Ce rapport américain présente les résultats d’une « convocation » d’environ 50 professionnels des milieux des musées, de l’éducation, des bailleurs de fonds et des spécialistes des politiques. Son but était de lancer « un dialogue national sur l’avenir de l’éducation et les façons dont les chefs de file des milieux de l’éducation et des musées peuvent se concerter pour intégrer les actifs éducatifs du pays en un réseau d’apprentissage dynamique ». Un « réseau d’apprentissage dynamique » serait « un écosystème d’apprentissage radicalement personnalisé et flexible qui répond aux besoins de tous les apprenants ».

Le rapport résume les principales données au sujet de la participation des musées à l’éducation.

  • Les musées américains « dépensent plus de 2 milliards de dollars à l’éducation », trois quarts de ce montant étant consacré aux élèves de la maternelle à la 12e année.
  • Ils « reçoivent plus de 55 millions de visites par année de groupes scolaires ».
  • Ils « créent des programmes pédagogiques en mathématiques, en science, en art, en littératie, en civisme et gouvernement, en économie et littératie financière, en géographie et en sciences sociales ».
  • Ils « fournissent plus de 18 millions d’heures pédagogiques pour des programmes éducatifs » chaque année.

Compte tenu de cet engagement marqué en faveur de l’éducation, le rapport observe que « les musées peuvent jouer un rôle critique [en éducation], tant comme ressources pour les apprenants que comme formateurs d’enseignants en partageant le savoir acquis lors des activités éducatives au cours des cent dernières années ».

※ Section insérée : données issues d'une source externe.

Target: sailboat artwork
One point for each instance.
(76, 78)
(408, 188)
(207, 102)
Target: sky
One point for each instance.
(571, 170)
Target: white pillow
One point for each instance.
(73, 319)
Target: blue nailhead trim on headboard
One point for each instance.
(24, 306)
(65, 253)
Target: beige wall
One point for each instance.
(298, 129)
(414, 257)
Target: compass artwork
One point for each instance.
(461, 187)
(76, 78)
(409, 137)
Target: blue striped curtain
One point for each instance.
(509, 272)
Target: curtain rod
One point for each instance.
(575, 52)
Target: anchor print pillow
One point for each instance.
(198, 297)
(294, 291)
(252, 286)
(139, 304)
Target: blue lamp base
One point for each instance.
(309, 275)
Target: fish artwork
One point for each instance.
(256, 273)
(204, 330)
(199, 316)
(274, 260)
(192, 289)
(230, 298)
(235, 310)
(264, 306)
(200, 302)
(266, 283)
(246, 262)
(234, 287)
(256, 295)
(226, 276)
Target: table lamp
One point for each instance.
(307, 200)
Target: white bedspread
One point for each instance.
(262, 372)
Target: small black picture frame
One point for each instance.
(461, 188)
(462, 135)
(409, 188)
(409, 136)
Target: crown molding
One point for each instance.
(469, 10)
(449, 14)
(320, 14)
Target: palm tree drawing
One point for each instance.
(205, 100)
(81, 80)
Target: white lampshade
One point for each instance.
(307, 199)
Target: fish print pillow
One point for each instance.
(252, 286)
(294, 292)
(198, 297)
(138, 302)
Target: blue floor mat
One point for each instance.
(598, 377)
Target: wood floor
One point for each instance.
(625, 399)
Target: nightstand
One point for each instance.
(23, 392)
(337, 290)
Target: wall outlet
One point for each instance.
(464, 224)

Toutefois, le rapport maintient que les musées souffrent d’une méconnaissance de leur rôle pédagogique. Il préconise le recours à trois principales stratégies qui permettraient aux musées de « se faire connaître et rendre visible » ce rôle :

  1. Être proactif : faire preuve de leadership et aider à orienter « le pouvoir de l’apprenant ».
  2. Être pertinent, en concentrant sur « l’apprentissage contextuel interdisciplinaire ». Le rapport observe que les musées proposent les « quatre A » de l’apprentissage : l’acquisition, l’association, l’application et l’assimilation des connaissances.
  3. Être « au premier plan » en éducation : « les musées doivent repousser les limites et devenir des intervenants et non seulement des partenaires. Le moment est venu pour les musées d’être à l’origine de l’évolution de l’enseignement ».

 

Summary: 

Ce rapport américain présente les résultats d’une « convocation » d’environ 50 professionnels des milieux des musées, de l’éducation, des bailleurs de fonds et des spécialistes des politiques. Son but était de lancer « un dialogue national sur l’avenir de l’éducation et les façons dont les chefs de file des milieux de l’éducation et des musées peuvent se concerter pour intégrer les actifs éducatifs du pays en un réseau d’apprentissage dynamique ».